Impulsada por el Ejecutivo de Pedro Sánchez, la cumbre reunió a líderes europeos, latinoamericanos y representantes de organizaciones internacionales con un objetivo explícito: defender el modelo democrático frente a su erosión global. Sin embargo, más allá de las declaraciones formales, el evento refleja una preocupación estratégica: la pérdida de influencia de las democracias liberales en un sistema internacional cada vez más agresivo.
Desde esta perspectiva, la cumbre puede interpretarse como un intento de España de reposicionarse como actor diplomático relevante entre Europa y América Latina. En un momento en que la Unión Europea busca reforzar su autonomía estratégica y su proyección global, Madrid apuesta por capitalizar sus vínculos históricos y culturales con América Latina para construir un espacio político común basado en la defensa de la democracia.
El componente geopolítico es evidente. Frente al avance de potencias como China y Rusia, que promueven modelos alternativos de gobernanza, las democracias occidentales intentan articular una narrativa común que combine valores políticos con intereses estratégicos. La cumbre de Madrid se sitúa en esta lógica: no solo como defensa de principios, sino como instrumento de alineamiento político entre países que comparten preocupaciones sobre seguridad, estabilidad institucional y orden internacional.
En este contexto, la participación de varios países latinoamericanos adquiere una importancia particular. América Latina se ha convertido en un espacio de disputa geopolítica, donde coexisten gobiernos de distintas orientaciones ideológicas y donde la influencia de actores externos se ha intensificado en los últimos años. Para España, la cumbre representa una oportunidad para reforzar la cooperación con la región y para posicionarse como intermediario entre la Unión Europea y América Latina.

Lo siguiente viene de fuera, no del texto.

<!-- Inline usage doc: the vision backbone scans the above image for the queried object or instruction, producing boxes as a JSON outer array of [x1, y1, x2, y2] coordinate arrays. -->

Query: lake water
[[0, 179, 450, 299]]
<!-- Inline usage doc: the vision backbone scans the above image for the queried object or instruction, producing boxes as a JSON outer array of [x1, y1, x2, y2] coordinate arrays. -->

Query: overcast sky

Sin embargo, la iniciativa no está exenta de tensiones. Algunos gobiernos han mostrado reservas ante lo que perciben como un intento de establecer jerarquías normativas o de politizar la cooperación internacional. La diversidad ideológica de los participantes plantea un desafío: ¿es posible construir una agenda común de defensa de la democracia sin excluir a actores clave o sin profundizar divisiones existentes?

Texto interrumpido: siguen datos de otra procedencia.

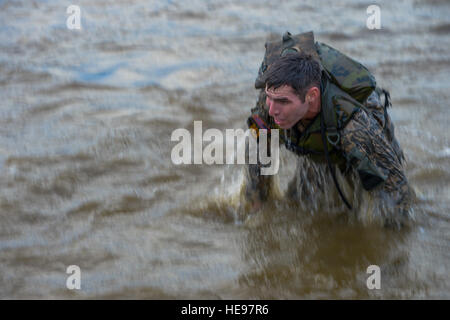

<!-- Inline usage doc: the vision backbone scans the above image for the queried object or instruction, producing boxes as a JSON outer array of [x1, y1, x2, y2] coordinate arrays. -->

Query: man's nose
[[268, 101, 280, 117]]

Además, el impacto real de la cumbre dependerá de su capacidad para traducirse en acciones concretas. Las declaraciones políticas, aunque simbólicamente relevantes, tienen un alcance limitado si no se acompañan de mecanismos efectivos de cooperación, financiamiento y seguimiento. En este sentido, el riesgo es que el encuentro quede como un gesto diplomático sin consecuencias estructurales.

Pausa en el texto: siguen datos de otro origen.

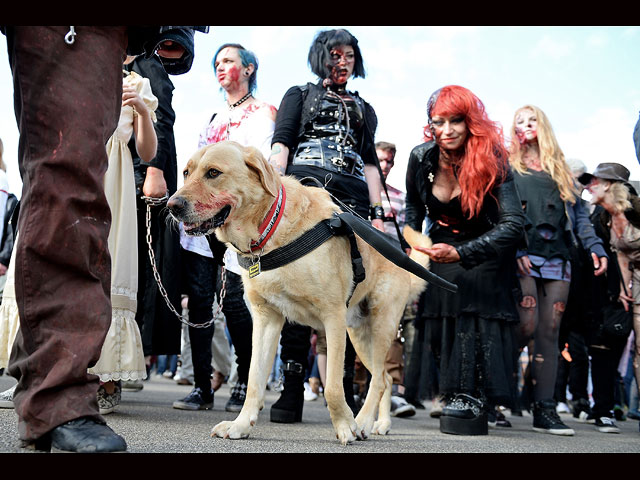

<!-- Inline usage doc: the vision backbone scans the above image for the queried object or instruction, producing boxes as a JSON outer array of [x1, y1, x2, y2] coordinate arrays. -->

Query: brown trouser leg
[[7, 27, 127, 441]]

A nivel europeo, la cumbre también refleja debates internos sobre el papel de la Unión Europea en el mundo. Mientras algunos Estados miembros priorizan la seguridad y la defensa, otros insisten en la promoción de valores democráticos como eje de la política exterior. España intenta articular ambas dimensiones, presentando la democracia no solo como un principio, sino como un activo estratégico en la competencia global.
En definitiva, la cumbre de Madrid revela una realidad cada vez más evidente: la democracia ha dejado de ser un consenso universal para convertirse en un campo de disputa geopolítica. En un mundo donde los equilibrios de poder se redefinen rápidamente, la defensa de valores políticos se entrelaza con intereses estratégicos.
El desafío para España y sus socios será transformar esta iniciativa en una plataforma duradera que combine legitimidad política y eficacia geopolítica. Porque en el escenario internacional actual, la defensa de la democracia no es solo una cuestión de principios, sino también de posicionamiento en un orden global en transformación.
* Miembro de la unidad del Sur Global de la London School of Economics (LSE).